The turbo-charged drive: the Industrial Revolution starts

Capitalism really took off around 1820, with a visible acceleration of economic growth all around Western Europe and then in the ‘Western offshoots’ in North America and Oceania. The growth acceleration was so dramatic that the half-century following 1820 is typically referred to as the Industrial Revolution. [32] Unlike political revolutions, such as the French Revolution or the Russian Revolution, economic revolutions do not have clear start and end dates. The Industrial Revolution has been defined as as long as 1750–1850 and as short as 1820–70.

In those fifty years, per capita income in Western Europe grew at 1 per cent, a poor growth rate these days (Japan grew at that rate during the so-called ‘lost decade’ of the 1990s), but compared to the 0.14 per cent growth rate between 1500 and 1820, it was a turbo-charged drive.

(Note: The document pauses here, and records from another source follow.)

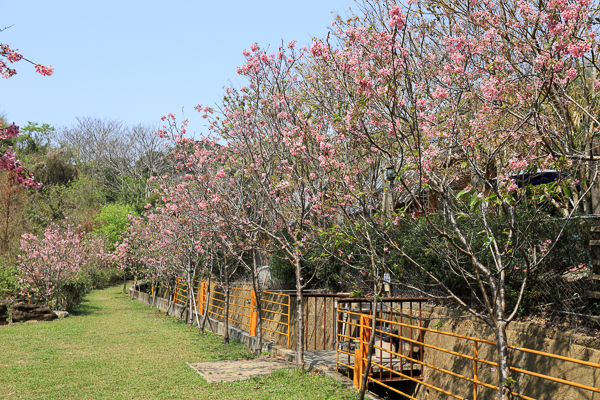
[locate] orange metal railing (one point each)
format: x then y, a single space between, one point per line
270 310
360 331
242 306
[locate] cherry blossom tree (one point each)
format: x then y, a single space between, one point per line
468 102
8 160
52 267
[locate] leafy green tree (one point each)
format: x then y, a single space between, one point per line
113 221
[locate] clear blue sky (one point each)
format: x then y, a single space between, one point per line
136 60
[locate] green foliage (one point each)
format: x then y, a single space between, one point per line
8 274
113 221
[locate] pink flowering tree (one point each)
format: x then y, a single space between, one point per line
468 104
52 268
8 161
282 150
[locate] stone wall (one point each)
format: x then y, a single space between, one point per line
519 334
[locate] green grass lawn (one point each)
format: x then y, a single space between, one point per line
116 348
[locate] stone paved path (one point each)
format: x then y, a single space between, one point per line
235 370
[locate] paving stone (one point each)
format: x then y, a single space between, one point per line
235 370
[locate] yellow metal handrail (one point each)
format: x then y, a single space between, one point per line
365 329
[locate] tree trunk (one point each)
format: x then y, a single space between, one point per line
504 378
256 288
299 312
365 377
226 310
154 293
594 173
205 316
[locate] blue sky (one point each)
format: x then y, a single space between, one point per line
137 60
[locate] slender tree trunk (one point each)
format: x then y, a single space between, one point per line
256 287
226 310
205 316
170 291
299 312
504 378
365 377
154 293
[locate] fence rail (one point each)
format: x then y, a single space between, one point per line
357 335
242 307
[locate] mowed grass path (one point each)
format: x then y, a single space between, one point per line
116 348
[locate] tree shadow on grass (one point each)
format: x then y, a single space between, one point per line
85 308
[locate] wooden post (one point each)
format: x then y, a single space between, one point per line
176 291
253 315
202 296
474 370
358 357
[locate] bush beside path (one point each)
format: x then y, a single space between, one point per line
115 348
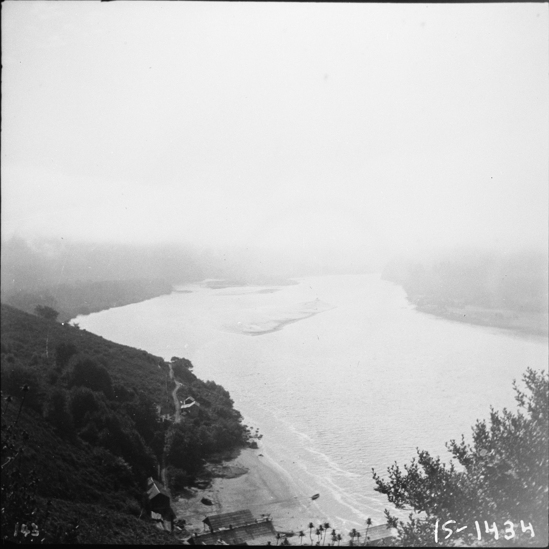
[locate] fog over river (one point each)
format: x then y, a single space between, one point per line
339 373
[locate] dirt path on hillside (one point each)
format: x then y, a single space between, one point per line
177 416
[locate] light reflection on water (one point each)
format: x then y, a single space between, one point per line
353 387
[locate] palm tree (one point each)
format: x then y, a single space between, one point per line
326 526
368 524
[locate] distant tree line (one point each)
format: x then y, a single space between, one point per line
516 281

Expect to live for seventeen years and work eighty hours a week: misery increases for some

This acceleration of growth in per capita income, however, was initially accompanied by a fall in living standards for many. Some with old skills – such as textile artisans – lost their jobs, having been replaced by machines operated by cheaper, unskilled workers, including many children. Some machines were even designed with the small sizes of children in mind. Those who were hired to work in factories, or in the small workshops that supplied inputs for them, worked long hours – seventy to eighty hours per week was the norm, and some worked more than 100 hours a week with usually only half of Sunday free.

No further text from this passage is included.